En los años Sesenta B.B quería decir Brigitte Bardot y Brigitte Bardot quería decir Torre Eiffel. En la década del Sesenta entre pitos y flautas Estados Unidos se gastó de su caja chica ciento treinta y cinco mil millones de dólares fabricando guirnaldas, cañitas voladoras, rompeportones, cohetes y bengalas para inaugurar en Asia un gigantesco Mc Vietnam. Pero como a los seguidores de Ho Chi Min nunca les gustaron las hamburguesas ni la comida chatarra, le arruinaron la fiestita. En el intento murieron cincuenta y seis mil norteamericanos y un millón quinientos mil vietnamitas. Ante semejante estupro bélico la sociedad occidental tuvo erupciones en su cuerpo y así nació el movimiento Hippie y su credo: Sexo, drogas y rock and roll.
En Córdoba la década del 60 había empezado en febrero con el pavoroso incendio de la Shell y dos meses después, el 18 de abril, se decretó la muerte de la siesta en la ciudad porque a la una de la tarde nació la televisión. LUIH Canal 12 Experimental ponía su señal en el aire, la vida dentro de un tubo de vidrio y el tubo de vidrio y la vida dentro de una caja de madera.
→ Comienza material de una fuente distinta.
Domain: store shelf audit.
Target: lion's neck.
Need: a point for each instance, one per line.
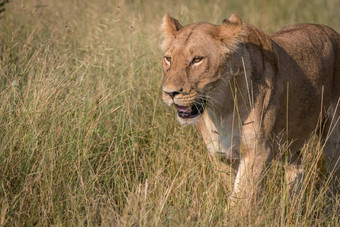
(220, 134)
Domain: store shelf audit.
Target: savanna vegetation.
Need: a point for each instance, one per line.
(85, 139)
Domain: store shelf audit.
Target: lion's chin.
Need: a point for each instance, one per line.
(189, 121)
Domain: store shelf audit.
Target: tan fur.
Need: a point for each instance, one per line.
(250, 81)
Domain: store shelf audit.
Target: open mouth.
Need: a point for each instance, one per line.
(192, 111)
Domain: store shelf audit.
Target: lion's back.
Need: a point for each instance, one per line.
(314, 50)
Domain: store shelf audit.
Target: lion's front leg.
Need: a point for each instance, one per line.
(249, 176)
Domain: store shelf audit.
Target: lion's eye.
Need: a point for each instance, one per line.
(196, 60)
(167, 59)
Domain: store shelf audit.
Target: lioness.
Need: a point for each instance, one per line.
(247, 91)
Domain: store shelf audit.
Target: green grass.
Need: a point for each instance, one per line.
(86, 140)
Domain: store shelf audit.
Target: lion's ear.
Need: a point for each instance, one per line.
(231, 32)
(170, 27)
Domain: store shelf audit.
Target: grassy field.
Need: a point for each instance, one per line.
(86, 140)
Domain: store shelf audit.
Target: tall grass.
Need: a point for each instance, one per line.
(86, 140)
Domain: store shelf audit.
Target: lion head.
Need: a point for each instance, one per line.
(196, 60)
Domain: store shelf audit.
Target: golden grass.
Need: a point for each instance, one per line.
(86, 140)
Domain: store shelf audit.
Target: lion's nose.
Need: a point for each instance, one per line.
(172, 92)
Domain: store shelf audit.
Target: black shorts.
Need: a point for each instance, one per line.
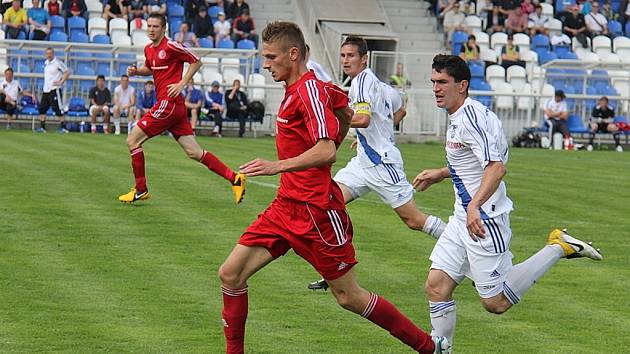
(51, 99)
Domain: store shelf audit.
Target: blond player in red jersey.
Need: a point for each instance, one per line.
(308, 214)
(165, 61)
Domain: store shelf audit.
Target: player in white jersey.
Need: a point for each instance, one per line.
(476, 241)
(378, 165)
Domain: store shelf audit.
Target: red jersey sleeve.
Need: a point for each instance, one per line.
(319, 118)
(182, 53)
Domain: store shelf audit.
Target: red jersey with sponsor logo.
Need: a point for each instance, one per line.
(167, 63)
(306, 116)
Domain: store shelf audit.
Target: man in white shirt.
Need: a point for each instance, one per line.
(10, 90)
(596, 23)
(56, 73)
(124, 102)
(476, 241)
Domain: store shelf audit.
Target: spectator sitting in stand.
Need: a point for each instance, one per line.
(116, 9)
(222, 28)
(53, 8)
(100, 99)
(575, 26)
(39, 21)
(516, 21)
(194, 101)
(14, 20)
(185, 37)
(244, 28)
(146, 100)
(215, 105)
(510, 54)
(470, 50)
(537, 21)
(596, 23)
(236, 9)
(203, 24)
(602, 122)
(453, 21)
(74, 8)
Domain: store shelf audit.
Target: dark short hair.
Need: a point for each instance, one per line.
(357, 41)
(158, 16)
(287, 34)
(454, 66)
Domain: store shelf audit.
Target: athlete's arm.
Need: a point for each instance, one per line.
(176, 89)
(323, 153)
(490, 181)
(426, 178)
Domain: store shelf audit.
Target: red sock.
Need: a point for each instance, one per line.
(387, 316)
(234, 317)
(137, 165)
(216, 166)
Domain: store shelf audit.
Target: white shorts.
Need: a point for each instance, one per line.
(486, 261)
(387, 180)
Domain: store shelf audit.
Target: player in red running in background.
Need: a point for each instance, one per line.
(165, 61)
(308, 214)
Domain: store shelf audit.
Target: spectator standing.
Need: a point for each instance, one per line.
(124, 102)
(10, 91)
(116, 9)
(215, 105)
(222, 27)
(398, 79)
(575, 26)
(74, 8)
(453, 21)
(537, 21)
(602, 121)
(516, 21)
(53, 8)
(194, 101)
(556, 114)
(185, 37)
(100, 100)
(15, 20)
(470, 50)
(510, 54)
(146, 99)
(56, 73)
(236, 9)
(236, 102)
(244, 28)
(596, 23)
(39, 21)
(202, 25)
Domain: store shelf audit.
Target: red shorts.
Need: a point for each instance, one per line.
(322, 237)
(166, 115)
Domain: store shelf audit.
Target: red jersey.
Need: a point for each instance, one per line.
(167, 63)
(305, 117)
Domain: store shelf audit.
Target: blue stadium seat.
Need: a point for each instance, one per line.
(76, 24)
(226, 44)
(575, 124)
(79, 37)
(58, 37)
(206, 43)
(100, 39)
(614, 27)
(458, 39)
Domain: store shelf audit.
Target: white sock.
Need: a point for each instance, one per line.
(434, 226)
(443, 315)
(525, 274)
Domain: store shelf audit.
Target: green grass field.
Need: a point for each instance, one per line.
(82, 273)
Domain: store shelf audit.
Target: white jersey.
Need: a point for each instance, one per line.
(473, 139)
(376, 142)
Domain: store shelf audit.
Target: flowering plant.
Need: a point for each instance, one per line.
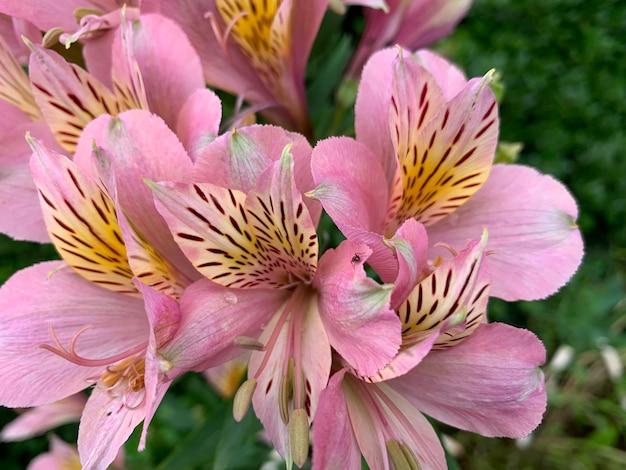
(192, 245)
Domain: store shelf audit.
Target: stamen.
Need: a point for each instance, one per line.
(71, 355)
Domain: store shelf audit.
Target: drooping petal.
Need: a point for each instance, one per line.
(138, 145)
(105, 426)
(334, 443)
(355, 309)
(450, 157)
(275, 377)
(50, 295)
(81, 220)
(442, 310)
(69, 98)
(41, 419)
(533, 237)
(14, 83)
(489, 384)
(169, 65)
(237, 159)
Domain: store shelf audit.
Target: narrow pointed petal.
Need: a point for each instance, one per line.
(35, 376)
(41, 419)
(105, 426)
(169, 65)
(350, 184)
(198, 122)
(334, 443)
(371, 110)
(138, 145)
(14, 83)
(449, 160)
(489, 384)
(81, 220)
(69, 98)
(533, 235)
(355, 309)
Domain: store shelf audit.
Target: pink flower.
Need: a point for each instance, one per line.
(250, 230)
(255, 49)
(409, 23)
(425, 142)
(451, 365)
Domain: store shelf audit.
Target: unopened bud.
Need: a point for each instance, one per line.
(299, 436)
(243, 398)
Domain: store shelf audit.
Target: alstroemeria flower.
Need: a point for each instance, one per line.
(412, 24)
(425, 142)
(254, 49)
(253, 233)
(145, 74)
(451, 366)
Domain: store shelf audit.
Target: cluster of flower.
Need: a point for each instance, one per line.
(184, 247)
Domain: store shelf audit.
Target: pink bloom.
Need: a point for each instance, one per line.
(255, 49)
(425, 143)
(250, 230)
(409, 23)
(35, 421)
(451, 366)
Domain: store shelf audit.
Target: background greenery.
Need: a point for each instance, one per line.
(563, 68)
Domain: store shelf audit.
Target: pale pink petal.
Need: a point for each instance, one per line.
(334, 443)
(410, 244)
(50, 294)
(68, 96)
(137, 145)
(314, 351)
(355, 309)
(198, 121)
(169, 65)
(62, 455)
(237, 159)
(450, 79)
(350, 184)
(104, 428)
(535, 243)
(371, 110)
(213, 316)
(489, 384)
(41, 419)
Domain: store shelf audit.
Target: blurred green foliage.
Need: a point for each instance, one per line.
(563, 71)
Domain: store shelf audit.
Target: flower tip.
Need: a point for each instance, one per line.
(243, 398)
(299, 436)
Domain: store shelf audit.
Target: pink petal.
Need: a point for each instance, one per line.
(34, 376)
(169, 65)
(489, 384)
(334, 443)
(198, 121)
(355, 309)
(41, 419)
(533, 235)
(350, 184)
(237, 159)
(104, 428)
(372, 109)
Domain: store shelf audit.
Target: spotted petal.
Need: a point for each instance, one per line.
(81, 220)
(264, 240)
(68, 96)
(448, 160)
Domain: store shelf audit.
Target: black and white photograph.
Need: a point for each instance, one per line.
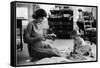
(48, 33)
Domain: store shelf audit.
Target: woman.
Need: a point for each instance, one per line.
(33, 36)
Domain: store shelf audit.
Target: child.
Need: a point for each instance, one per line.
(81, 48)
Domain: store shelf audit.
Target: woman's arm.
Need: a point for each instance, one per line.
(27, 35)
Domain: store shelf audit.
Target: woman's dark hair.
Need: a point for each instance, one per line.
(39, 13)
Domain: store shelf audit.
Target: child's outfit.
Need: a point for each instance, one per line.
(81, 48)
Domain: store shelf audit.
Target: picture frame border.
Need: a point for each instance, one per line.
(13, 33)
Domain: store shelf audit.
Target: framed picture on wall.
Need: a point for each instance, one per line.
(51, 33)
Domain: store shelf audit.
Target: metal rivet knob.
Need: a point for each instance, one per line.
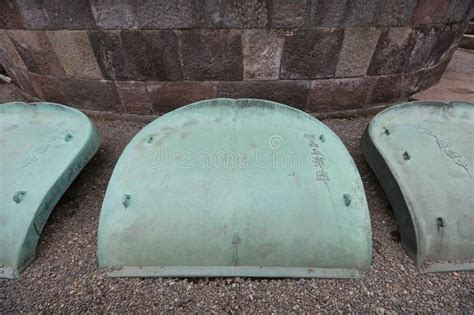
(347, 199)
(440, 222)
(19, 196)
(68, 137)
(126, 200)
Lo primero que se vio fue el jardín de Canal 12 en el Cerro de Las Rosas, después una película italiana, El conventillo de San Juan, y después Buffalo Bill, Yo quiero a Lucy, Perry Mason, Dimensión desconocida, Los trabajos de Marrone y, patapúfete, Viendo a Biondi.
En la década del Sesenta Ricardo Schmider gritó Aquí Cosquín y nació el grito y el Festival Nacional de Folclore y Felix Gigena Luque dijo ¡ Buenas noches, Patria ! para que en Jesús María corcovearan potros en crina limpia o en bastos con encimera. En los años Sesenta nació Maradó… y El Cordobazo. Y murió Julio Sosa. Y Rogelio Nores Martínez sacó los tranvías y la CATA. Israel le ganó a Jordania y a Egipto La Guerra de los Seis Días y los estudiantes en Francia, les enfants de la patrie, en Mayo de 1968, influenciados por Herbert Marcuse y Jean Paul Sartre, acuñaron dos históricas proclamas en su lucha por una sociedad más justa: La imaginación al poder y Seamos realistas, pidamos lo imposible.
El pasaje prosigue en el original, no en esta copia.